The working class and peasantry of India and Pakistan have born the brunt of the wars these two bourgeois governments continually wage, and they have been the overwhelming majority of those killed and maimed in the religious pogroms. They will also be targets as New Delhi steps up “antiterror” measures, using the Mumbai events as a pretext. Indian prime minister Manmohan Singh has already announced a big expansion of the National Security Guards.  
 
U.S. role
Washington’s wars in Iraq and Afghanistan, and its growing military operations in Pakistan, exacerbate these conflicts between bourgeois regimes throughout South Asia. When U.S. troops invaded Afghanistan in 2001, Washington pressed then Pakistani president Parvez Musharraf, who had been a staunch supporter of the Taliban, to change his stance. He became a firm ally of the U.S. government in the war and the Pakistani army began working with the U.S. military to target Taliban and al-Qaeda forces.

The U.S. rulers succeeded in establishing strong ties with the government of India, including its two main bourgeois parties. Prior to the early 1990s, the Indian government had closer relations with Moscow than with Washington. With the collapse of the Soviet Union, relations with Washington have steadily drawn closer.

In a bid to improve relations with India, Pakistan’s new president, Asif Zardari, recently pledged Pakistan would never be the first to use nuclear weapons and condemned Kashmiri insurgents as “terrorists.” The Zardari government is a civilian one, replacing the military regime that was run by Musharraf. Zardari was exiled under Musharraf’s rule. His wife, Benazir Bhutto, was assassinated in a bomb attack while campaigning for president last year.

Zardari’s initial response to the Mumbai bombings and charges by the Indian government that Pakistanis were involved was to send the head of the ISI to India to help with the investigation. That offer was quickly withdrawn, however, and a lower-ranking ISI official assigned instead.

As tensions rose between the Indian and Pakistani regimes, Islamabad threatened to move 100,000 troops to the border with India. The troops are currently involved in operations against Taliban and al-Qaeda forces near the Afghanistan border. India’s minister for home affairs, Sriprakash Jaiswal, replied that New Delhi had put its security forces on a “war level” and increased Navy and Coast Guard patrols. The Pakistani government denies any connection to the attackers and refuses to extradite any suspects to India.
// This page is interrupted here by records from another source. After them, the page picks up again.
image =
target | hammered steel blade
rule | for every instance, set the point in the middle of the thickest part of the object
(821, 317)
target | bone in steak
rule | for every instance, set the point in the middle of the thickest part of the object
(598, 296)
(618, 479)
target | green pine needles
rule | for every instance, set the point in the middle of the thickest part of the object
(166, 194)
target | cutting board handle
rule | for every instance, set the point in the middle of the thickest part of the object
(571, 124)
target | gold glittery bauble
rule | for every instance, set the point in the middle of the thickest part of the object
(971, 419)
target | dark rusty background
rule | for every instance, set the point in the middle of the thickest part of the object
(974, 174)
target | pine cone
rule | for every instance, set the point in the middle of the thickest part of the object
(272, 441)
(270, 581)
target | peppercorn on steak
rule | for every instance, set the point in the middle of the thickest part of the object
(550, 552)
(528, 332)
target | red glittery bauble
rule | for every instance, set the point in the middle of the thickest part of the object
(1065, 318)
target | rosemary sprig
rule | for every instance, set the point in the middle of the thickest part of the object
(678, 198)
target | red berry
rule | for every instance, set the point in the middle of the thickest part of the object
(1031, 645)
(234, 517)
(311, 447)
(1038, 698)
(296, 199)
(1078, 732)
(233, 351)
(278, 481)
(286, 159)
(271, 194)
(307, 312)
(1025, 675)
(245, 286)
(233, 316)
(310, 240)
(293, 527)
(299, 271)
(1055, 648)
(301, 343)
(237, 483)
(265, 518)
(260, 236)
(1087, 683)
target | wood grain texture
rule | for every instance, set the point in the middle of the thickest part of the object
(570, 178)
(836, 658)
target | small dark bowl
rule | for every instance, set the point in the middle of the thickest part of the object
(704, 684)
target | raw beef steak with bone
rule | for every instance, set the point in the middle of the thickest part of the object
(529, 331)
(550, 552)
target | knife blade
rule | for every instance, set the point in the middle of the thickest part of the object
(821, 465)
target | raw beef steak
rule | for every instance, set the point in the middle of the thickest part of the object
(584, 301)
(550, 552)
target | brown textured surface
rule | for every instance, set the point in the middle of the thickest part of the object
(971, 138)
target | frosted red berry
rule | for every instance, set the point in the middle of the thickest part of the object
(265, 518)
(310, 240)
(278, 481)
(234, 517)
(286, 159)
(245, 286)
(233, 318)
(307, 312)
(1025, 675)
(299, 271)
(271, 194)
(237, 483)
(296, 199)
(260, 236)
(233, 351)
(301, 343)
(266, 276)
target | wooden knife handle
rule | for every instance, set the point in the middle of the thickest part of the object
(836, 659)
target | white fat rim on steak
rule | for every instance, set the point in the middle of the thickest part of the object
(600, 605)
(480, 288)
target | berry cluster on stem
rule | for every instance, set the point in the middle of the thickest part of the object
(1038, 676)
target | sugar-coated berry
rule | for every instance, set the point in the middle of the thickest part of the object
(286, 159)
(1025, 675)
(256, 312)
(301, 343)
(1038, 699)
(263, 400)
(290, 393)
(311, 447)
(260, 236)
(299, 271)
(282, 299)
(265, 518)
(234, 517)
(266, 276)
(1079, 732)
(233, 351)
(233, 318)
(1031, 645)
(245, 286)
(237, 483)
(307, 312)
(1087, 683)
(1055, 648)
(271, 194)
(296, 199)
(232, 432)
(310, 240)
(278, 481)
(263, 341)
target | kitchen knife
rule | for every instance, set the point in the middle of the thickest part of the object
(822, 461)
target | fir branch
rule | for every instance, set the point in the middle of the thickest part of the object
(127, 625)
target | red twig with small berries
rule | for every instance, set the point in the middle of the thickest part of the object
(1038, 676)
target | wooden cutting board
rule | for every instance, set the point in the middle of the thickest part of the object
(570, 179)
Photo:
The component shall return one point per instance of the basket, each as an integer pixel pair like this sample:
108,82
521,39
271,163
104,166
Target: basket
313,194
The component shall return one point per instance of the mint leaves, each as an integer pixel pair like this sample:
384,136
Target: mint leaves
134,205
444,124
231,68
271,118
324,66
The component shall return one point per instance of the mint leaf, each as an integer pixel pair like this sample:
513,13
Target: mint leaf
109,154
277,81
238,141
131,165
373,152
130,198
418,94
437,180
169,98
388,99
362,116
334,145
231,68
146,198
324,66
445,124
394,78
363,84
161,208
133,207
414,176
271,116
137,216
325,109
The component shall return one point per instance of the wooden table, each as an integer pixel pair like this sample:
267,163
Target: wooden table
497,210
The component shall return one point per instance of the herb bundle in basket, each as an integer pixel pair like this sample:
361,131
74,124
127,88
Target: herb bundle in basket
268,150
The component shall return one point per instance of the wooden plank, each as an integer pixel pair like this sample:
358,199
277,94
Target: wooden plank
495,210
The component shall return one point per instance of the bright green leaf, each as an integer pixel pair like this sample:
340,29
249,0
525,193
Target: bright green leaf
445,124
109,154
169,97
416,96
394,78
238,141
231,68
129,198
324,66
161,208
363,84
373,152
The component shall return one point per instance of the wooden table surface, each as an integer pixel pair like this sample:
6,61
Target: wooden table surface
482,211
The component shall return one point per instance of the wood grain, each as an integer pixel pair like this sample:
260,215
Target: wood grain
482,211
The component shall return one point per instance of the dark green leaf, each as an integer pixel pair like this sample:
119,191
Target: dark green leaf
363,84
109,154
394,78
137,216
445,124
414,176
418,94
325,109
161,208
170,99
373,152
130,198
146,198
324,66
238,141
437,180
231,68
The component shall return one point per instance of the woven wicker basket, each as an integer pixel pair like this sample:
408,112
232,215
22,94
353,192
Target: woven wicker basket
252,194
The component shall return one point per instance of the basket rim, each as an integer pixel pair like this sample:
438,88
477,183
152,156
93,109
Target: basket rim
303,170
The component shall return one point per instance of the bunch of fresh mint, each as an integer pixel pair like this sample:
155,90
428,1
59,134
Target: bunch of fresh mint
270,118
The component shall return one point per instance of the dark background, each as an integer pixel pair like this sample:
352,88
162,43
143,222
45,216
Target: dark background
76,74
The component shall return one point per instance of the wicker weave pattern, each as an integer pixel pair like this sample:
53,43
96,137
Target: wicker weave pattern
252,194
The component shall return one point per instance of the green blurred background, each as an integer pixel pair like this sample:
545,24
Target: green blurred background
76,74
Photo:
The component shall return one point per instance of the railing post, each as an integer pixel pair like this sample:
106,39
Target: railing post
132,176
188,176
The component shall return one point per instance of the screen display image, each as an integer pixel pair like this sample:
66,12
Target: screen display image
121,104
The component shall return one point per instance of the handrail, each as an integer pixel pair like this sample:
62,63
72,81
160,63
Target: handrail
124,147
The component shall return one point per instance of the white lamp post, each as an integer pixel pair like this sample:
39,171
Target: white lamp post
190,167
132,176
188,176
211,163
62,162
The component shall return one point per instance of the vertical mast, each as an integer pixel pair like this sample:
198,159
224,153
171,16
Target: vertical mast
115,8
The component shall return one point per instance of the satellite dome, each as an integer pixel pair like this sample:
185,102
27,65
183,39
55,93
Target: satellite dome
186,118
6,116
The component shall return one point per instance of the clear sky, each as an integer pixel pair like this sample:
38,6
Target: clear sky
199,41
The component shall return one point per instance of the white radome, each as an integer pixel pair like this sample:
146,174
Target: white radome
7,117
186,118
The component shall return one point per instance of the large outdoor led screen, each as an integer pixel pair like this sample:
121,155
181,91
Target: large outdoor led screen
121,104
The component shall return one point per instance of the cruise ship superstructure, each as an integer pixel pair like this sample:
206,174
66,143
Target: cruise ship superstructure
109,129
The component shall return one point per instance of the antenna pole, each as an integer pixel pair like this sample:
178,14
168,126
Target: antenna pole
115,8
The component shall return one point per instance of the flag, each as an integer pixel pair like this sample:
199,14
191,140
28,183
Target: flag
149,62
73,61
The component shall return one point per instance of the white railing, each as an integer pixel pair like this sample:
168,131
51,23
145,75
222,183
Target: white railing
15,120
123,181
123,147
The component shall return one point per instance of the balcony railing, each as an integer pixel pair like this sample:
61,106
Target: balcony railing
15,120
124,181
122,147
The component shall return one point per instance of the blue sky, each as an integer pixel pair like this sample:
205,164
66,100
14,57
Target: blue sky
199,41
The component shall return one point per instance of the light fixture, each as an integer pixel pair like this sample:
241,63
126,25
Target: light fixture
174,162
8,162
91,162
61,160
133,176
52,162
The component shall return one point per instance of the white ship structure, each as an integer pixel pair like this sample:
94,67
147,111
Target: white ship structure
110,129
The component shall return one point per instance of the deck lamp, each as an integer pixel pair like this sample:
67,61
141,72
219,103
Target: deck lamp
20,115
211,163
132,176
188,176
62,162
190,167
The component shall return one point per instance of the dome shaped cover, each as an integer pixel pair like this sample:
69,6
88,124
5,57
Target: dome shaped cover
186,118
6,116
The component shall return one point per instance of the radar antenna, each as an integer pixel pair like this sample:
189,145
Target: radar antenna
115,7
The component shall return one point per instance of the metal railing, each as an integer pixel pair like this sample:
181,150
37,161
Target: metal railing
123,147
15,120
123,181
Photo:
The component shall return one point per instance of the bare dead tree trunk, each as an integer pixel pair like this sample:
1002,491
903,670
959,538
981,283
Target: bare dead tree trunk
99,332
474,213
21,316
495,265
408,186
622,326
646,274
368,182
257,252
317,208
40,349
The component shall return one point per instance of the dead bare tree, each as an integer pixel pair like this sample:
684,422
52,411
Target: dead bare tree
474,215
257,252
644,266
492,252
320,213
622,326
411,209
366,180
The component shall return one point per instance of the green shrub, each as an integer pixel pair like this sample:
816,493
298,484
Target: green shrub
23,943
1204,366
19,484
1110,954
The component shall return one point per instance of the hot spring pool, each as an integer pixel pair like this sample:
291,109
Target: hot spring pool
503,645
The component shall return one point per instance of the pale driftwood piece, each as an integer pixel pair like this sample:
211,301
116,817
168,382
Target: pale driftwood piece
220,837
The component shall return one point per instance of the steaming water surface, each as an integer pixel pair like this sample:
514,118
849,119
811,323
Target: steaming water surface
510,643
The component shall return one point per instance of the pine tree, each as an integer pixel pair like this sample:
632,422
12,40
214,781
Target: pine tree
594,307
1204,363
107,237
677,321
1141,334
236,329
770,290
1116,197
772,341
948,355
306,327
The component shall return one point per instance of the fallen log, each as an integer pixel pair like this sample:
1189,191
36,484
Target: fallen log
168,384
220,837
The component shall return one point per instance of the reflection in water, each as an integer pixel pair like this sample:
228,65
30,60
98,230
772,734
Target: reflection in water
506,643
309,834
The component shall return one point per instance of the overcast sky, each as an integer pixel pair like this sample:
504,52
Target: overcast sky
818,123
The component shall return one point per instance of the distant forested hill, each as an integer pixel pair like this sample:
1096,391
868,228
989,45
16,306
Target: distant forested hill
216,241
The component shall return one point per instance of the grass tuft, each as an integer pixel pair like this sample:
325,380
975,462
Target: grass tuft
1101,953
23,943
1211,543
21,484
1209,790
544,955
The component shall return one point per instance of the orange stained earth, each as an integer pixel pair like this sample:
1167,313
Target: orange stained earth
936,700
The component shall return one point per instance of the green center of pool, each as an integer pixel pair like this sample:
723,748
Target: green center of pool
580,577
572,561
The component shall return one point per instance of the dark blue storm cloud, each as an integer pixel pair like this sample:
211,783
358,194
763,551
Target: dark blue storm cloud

The outbreak of fighting between the Indian and Pakistani governments poses a big problem for Washington, which is moving quickly to significantly expand its war in Pakistan. Secretary of State Condoleezza Rice interrupted a trip to Europe to fly to India and Pakistan for talks. She urged Islamabad to help track down the assailants and called for calm, as have President George Bush and President-elect Barack Obama.

Despite projecting an image of “peacemaker,” however, Washington is on a course with its “war on terror” that can only sharpen the conflicts in India and Pakistan, producing more devastating consequences for the workers and peasants of those two countries. Nor will workers in the United States be immune. Already federal, state, and local politicians and police departments are calling for stepped-up “anti-terror” measures. The New York City police announced it would hold “live exercises simulating scenarios in the Mumbai attacks,” USA Today reported December 5.